Now an acclaimed designer, she is returning to TU Delft's labs for a new project. This time she is collaborating with the team of Duncan McMillan, a Professor in enzymology who specialises in membrane bioenergetics. Together they will create the world-first application of a solar panel made from fruit waste. This new collaboration between Teresa van Dongen and TU Delft started with a lucky coincidence. Independently, both Teresa and TU Delft were looking to match recent scientific discoveries with creative business applications. By working with technology that so far only exists in labs, Teresa's goal was to transform a scientific discovery into an end product, making it accessible to the public. This process of catalysing cutting edge science into a usable product is arduous, often taking several years. Even then, only a tiny portion of scientific discoveries find practical applications and become available to the general public. As a research university, TU Delft develops several hundred patents every year and Duncan McMillan's promising discovery was a perfect match for the development of new and impactful technology.
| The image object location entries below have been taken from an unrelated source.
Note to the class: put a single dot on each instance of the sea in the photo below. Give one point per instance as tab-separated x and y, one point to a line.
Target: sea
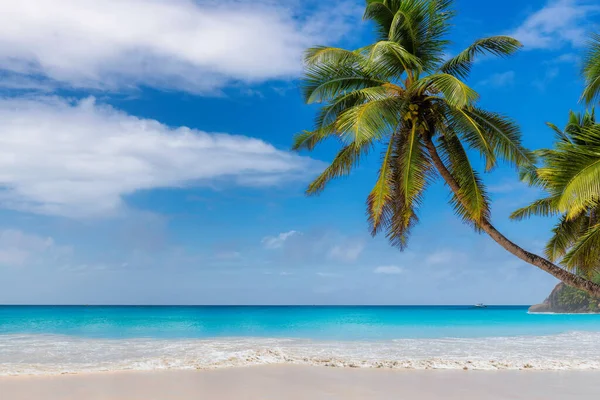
47	340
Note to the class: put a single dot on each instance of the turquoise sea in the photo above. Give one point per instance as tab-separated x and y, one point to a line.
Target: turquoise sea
58	339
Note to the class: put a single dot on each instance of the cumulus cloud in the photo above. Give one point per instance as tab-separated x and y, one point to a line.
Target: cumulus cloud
76	158
445	257
19	249
348	251
198	46
276	242
389	270
558	23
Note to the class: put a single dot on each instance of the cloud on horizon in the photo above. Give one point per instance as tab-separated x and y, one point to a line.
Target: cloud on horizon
79	158
195	46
Together, Teresa and Duncan will create the world's first application of an organically constructed solar panel using enzymes extracted from papaya and kiwi fruit waste. This research constitutes a first step toward the next generation of solar panels, a crucial technology in the field of renewable energy. Currently, solar energy still relies on the extraction of rare metals and the use of dangerous chemical products in its manufacturing process. These cannot always be recycled at the end of the life cycle of the solar panels. Thus, they contribute to land pollution and prevent solar energy from being completely renewable. By using professor McMillan discovery and extracting kiwi enzymes to create a photoreceptive layer, the amount of energy necessary for the creation of solar panels is greatly reduced.
Teresa van Dongen
Teresa van Dongen is an Amsterdam based designer whose current research stretches the limits of living materials to translate her deep-rooted fascination of nature and interactions into practical yet vulnerable design products and installations. She holds a bachelor in biology and graduated from the Design Academy in Eindhoven in 2014. Since graduating, she had received several design awards including the Young Talents awards at the Dutch Design Week in Eindhoven in 2015. Her work has also been supported by the Keep An Eye grant in 2016.
Her earlier research explored the potential of micro-organism to produce electricity or light for domestic usage. By working with bacteria and other living micro-organisms that produce photons or electrons as waste products as a part of their life cycle, she opens up the possibility of tapping into yet unused and renewable energy sources, highlighting the immense reservoir of potential existing in the natural world.